For Christians, this struggle is The Cost of Discipleship. That’s also the title of a book written by 20th century martyr, Dietrich Bonhoeffer. He wrote while awaiting execution in a Nazi death camp. Bonhoeffer, a Lutheran pastor, and his family were captured as they worked with the Resistance to defeat Hitler. His faith and courage as a prisoner so impressed his guards that some of them in loving respect smuggled his papers and poems to the outside world. Yet his struggle with his humanity is evident in his writing. This is from his poem, WHO AM I?:
They tell me I bore the days of misfortune equably,
smiling, proudly, like one accustomed to win.
Am I then really that which other men tell of?
Or am I only what I myself know of myself?
Restless, longing and sick, like a bird in a cage,
Struggling for breath, as though hands were compressing my throat,
Yearning for colors, for flowers, for the voices of birds,
Thirsting for words of kindness …
Weary and empty at praying and thinking, at making,
Faint and ready to say farewell to it all …
… Is something within me still like a beaten army,
fleeing in disorder from victory already achieved?
The survival of Bonhoeffer’s writings proved he was victorious over his struggle to find and spread God’s love. Imprisoned in a world of war, he found freedom in the following prayer for brotherhood that survived him and the camps of Nazi Germany:
“To serve our brother, to please him, to allow him his due and let him live, is the way of self-denial, the way of the cross.”
Sunday’s first reading shows David doing just that after sparing the life of the king he would ultimately succeed (1 Sm 26:2, 7-9, 12-13, 22-23):
David stood on a remote hilltop at a great distance from Abner, son of Ner, and the troops. He said: “Here is the king’s spear. Let an attendant come over to get it. The LORD will reward each man for his justice and faithfulness. Today, though the LORD delivered you into my grasp, I would not harm the LORD’s anointed.”
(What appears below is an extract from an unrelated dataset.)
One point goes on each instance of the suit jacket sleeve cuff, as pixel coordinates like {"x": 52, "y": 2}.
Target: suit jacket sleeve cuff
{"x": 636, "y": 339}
21st Century Christians recognize they still suffer from the curse of the first Adam, often longing for the satisfaction of revenge for real or imagined slights. But even in the first century of Christianity, Paul was predicting our inheritance from the Second Adam. This is from Sunday’s second reading (1 Cor 15:45-49):
It is written, The first man, Adam, became a living being, the last Adam a life-giving spirit. … Just as we have borne the image of the earthly one, we shall also bear the image of the heavenly one.
Dietrich Bonhoeffer took the following words of the second Adam in this Sunday’s gospel (Lk 6:27-38) and bore them throughout his wartime suffering and into the post-war survival of his work:
Love your enemies, do good to those who hate you, bless those who curse you, pray for those who mistreat you. To the person who strikes you on one cheek, offer the other one as well … lend expecting nothing back; then your reward will be great and you will be children of the Most High, for he himself is kind to the ungrateful and the wicked.
Let’s conclude by answering Bonhoeffer’s poetic questions seeking spiritual identity while imprisoned by flesh, using his own words, and straightening out once and for all which Adam is our true Brother:
Who am I? They mock me, these lonely questions of mine.
Whoever I am, Thou knowest, Oh God, I am Thine!